The percentage of employees with less than good health increases with each additional negative job aspect. The proportion reporting poor or fair health with no negative job aspects is 8.8%. For one negative job aspect it is 14.5%; for two it is 19.9%; and for three or more it is 32.2%.

It is unlikely that this relationship can be explained simply by the age composition of each group, as younger employees are more likely to experience low-quality work on these measures.

Jobs with multiple negative aspects are associated with worse health. This suggests that any strategy to improve job quality should focus on raising the standards of the ‘worst’ jobs with multiple negative aspects.

This indicator adapts and builds on measures used by Chandola and Zhang and is based on available data from the University of Essex Understanding Society survey.

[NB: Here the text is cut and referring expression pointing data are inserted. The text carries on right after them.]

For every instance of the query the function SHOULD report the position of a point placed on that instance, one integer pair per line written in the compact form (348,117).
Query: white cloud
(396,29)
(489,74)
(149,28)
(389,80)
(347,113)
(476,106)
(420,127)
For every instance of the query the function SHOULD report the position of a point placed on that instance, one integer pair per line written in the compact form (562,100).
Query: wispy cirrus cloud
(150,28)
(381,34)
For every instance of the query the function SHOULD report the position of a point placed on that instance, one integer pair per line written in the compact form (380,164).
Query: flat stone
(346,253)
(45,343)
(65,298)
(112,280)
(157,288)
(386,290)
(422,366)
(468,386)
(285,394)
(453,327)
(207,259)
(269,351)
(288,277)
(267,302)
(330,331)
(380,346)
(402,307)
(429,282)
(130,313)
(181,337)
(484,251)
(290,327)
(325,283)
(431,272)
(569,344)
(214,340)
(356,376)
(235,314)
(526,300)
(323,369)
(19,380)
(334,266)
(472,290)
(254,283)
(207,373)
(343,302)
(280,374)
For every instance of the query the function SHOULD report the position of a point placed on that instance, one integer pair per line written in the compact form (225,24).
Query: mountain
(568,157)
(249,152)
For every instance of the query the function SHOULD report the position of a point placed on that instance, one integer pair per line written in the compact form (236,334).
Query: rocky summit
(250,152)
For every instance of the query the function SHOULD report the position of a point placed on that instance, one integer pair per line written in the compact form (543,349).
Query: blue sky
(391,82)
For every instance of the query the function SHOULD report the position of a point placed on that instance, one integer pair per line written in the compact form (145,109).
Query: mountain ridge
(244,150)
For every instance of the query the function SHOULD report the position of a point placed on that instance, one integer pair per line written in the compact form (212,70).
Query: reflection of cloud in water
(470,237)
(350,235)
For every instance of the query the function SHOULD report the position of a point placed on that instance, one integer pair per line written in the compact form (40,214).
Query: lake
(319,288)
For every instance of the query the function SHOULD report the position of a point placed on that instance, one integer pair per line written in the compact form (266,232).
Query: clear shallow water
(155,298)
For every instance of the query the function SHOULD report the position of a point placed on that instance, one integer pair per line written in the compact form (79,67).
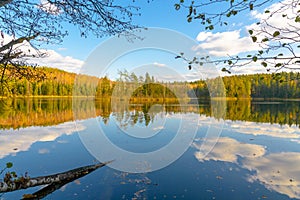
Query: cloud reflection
(12,141)
(228,150)
(277,171)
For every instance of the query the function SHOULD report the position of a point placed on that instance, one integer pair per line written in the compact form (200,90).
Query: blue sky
(223,40)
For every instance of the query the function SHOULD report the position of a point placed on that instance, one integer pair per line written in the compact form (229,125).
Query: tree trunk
(64,177)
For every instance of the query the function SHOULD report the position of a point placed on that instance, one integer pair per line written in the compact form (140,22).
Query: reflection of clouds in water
(12,141)
(278,171)
(228,150)
(256,128)
(44,151)
(273,130)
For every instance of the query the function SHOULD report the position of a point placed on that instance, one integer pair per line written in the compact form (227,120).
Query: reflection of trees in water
(24,112)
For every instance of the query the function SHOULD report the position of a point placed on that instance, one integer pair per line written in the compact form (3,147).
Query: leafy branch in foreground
(25,26)
(276,34)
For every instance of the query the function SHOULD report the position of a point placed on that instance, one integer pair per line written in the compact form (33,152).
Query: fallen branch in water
(65,177)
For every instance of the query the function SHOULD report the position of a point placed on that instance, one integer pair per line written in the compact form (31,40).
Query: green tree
(279,43)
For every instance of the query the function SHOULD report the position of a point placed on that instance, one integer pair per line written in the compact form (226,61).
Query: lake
(251,150)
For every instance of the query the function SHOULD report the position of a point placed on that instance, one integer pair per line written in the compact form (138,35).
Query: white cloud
(225,43)
(49,7)
(159,64)
(56,60)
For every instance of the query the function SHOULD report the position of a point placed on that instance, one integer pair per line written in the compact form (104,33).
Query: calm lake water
(255,156)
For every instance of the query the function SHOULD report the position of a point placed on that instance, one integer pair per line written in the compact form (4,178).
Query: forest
(57,82)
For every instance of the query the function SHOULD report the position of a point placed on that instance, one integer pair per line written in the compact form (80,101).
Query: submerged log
(64,177)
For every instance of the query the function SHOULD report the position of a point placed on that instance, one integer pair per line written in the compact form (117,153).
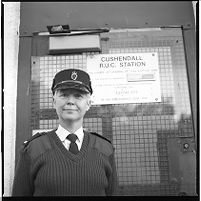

Aspects of low-quality work are measured as follows:

  • low job satisfaction – employees who report feeling somewhat, mostly or completely dissatisfied with their job 
  • low job autonomy – across five dimensions of job autonomy, an average score indicating little to no autonomy
  • low job wellbeing – across six measures of emotional perceptions of jobs (whether it inspires feelings of tension, unease, worry, depression, gloom or misery), an average score indicating these feelings most or all the time
  • low job security – perception that job loss is either likely or very likely in the next 12 months 
  • low pay – earnings are below two-thirds of UK hourly median pay. The questions are asked of employees only aged 18–55 (self-employed people are excluded) and are specific to each job they hold.